Missed my 3X Weekly Writers Group ZOOM meeting yesterday. I was wrung out. I slept poorly the night before. Woke up at 4 AM on Sunday morning. Sat down in front of the computer to make myself sleepy again. Got sleepy. Fell asleep and didn’t wake up until after the noon hour. Our group meeting starts at noon.

The bloody domino effect. I had been awash in nervous tension all week around a decision I needed someone to make in my favor so I could travel. The decision was not made in my favor. In fact, no decision was made at all. In any case, that nil decision completely upended my plans for this week, travel and otherwise

I am not 100% certain how to rebalance myself but it does seem like a “learning opportunity.” (Thank you, Oprah, for that emotional exit strategy.) I started by letting go of the outcome over which I had no control anyway. That was easier said than done. And it appears my psyche didn’t get the memo. Otherwise, I would not have been up in the middle of the night fretting and fitful.

So it goes. Now I have a brand new set of tasks ahead of me this week as I try to recover what I lost in losing out on the travel plans.
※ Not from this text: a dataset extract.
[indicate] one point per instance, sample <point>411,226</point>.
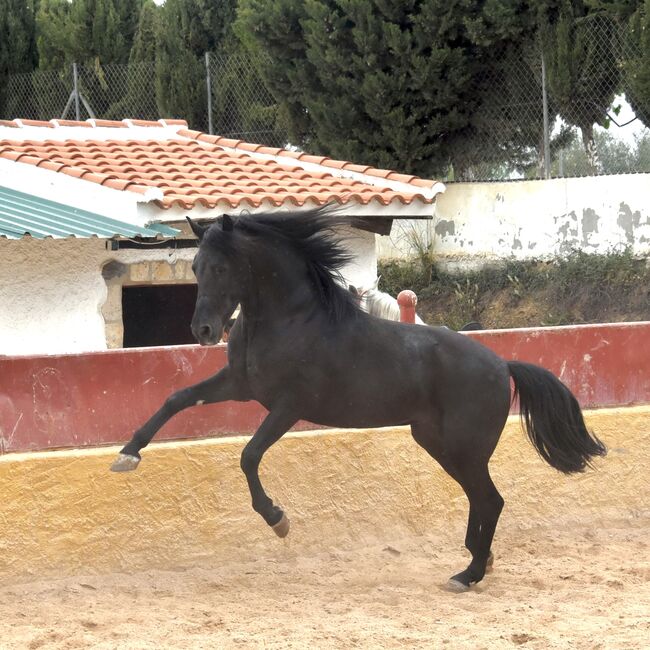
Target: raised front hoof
<point>125,463</point>
<point>281,529</point>
<point>456,586</point>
So there’s that. Lots of busy work ahead.

After this is posted today, I have a 15-minute consult scheduled with KN Literary Services. I need help. They want money. Seems like a marriage made in heaven. KN Literary Services is the brainchild of author/publisher Kelly Notaras. Her book title is pure marketing genius. The Book You Were Born to Write. There is not a budding writer in the world who hasn’t frequently wondered if, and how, to scratch their book writing itch. Notaras nails it.

As a bona fide twenty-year veteran of the New York “big house” book publishing scene, Notaras is now embedded in what appears to be a mutually fruitful collaboration with the Hay House publishing company. My current focus is on writing a book proposal to submit to the Hay House Writer’s Community publishing contest (Deadline: May 5 or June 5, 2023) depending on the power of the procrastination phantasms. (I was looking in Merriam-Webster for an alliterative synonym for demons. Phantasms is way better than phantoms in this context, don’t you agree?)
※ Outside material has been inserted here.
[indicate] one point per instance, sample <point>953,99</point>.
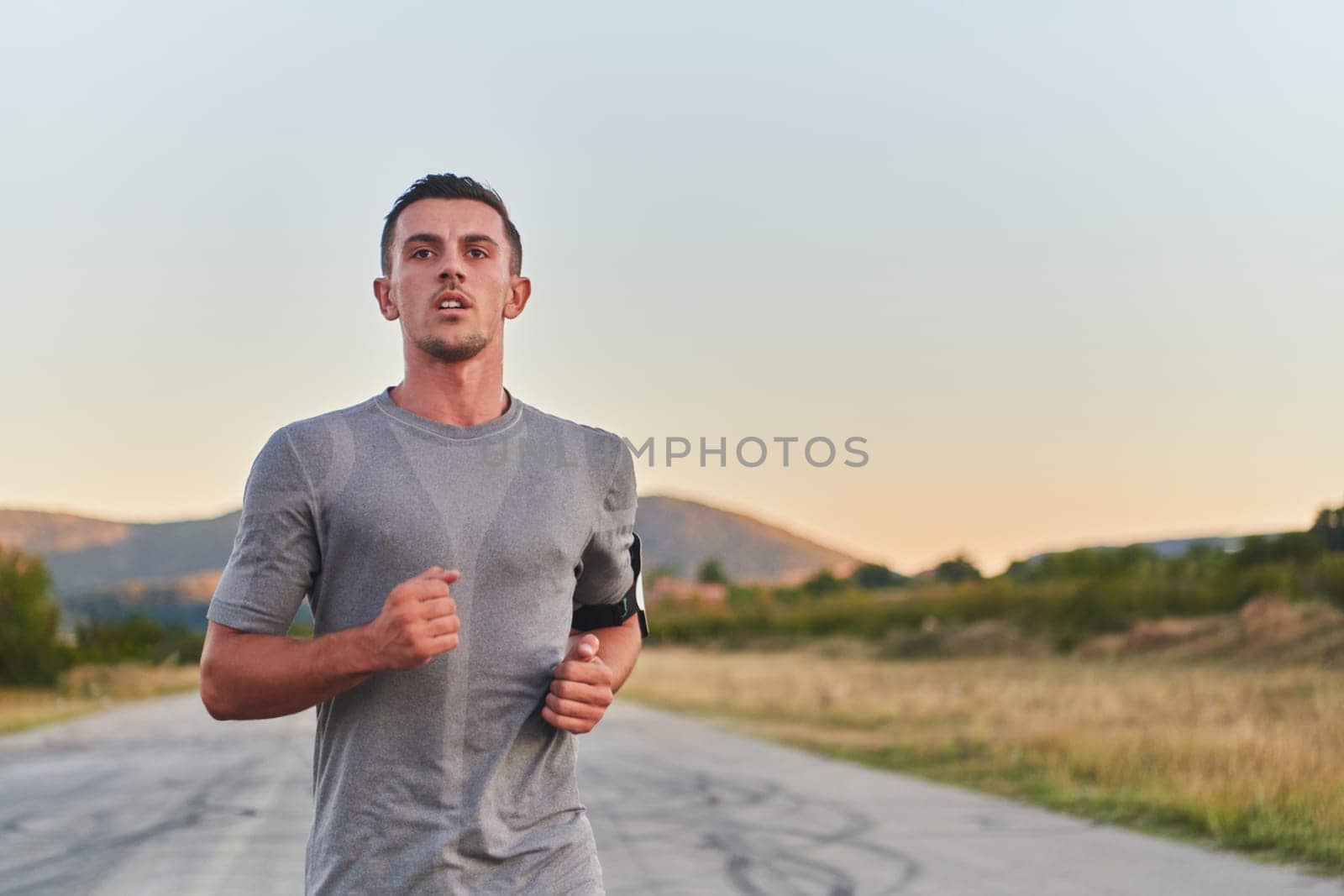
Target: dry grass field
<point>87,688</point>
<point>1249,758</point>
I had already put off this consult with KN Literary Services twice. I feared I was not focused enough on what I wanted to write about to have that conversation. I feel I am clearer now but I expect they will tell me. I write a series of scenes dutifully each day, then save them to my computer in a file called “SCENES.” The so-called narrative “arc” of my memoir is building. Salty-sweet, let’s call it.
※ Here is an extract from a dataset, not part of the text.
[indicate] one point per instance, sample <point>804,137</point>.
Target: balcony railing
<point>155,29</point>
It is about the struggle of getting from where I was sprung to where I am now. A place of peace. That was the most implausible of dreams in my youth, but here we are. There is a whole literature devoted to society’s tendency to “blame the victim.” What I didn’t expect was to experience blame from a parent for violations that happened to me on my parents’ watch. My mother (my primary antagonist) had a number of memorable sayings. One I remember that is germane to this discussion: “It’s a poor bird that shits in its own nest.”

Maybe in writing this memoir, my mother was right. Come to think of it, Poor Bird isn’t a bad working title. At the very least, I can thank my mother for that.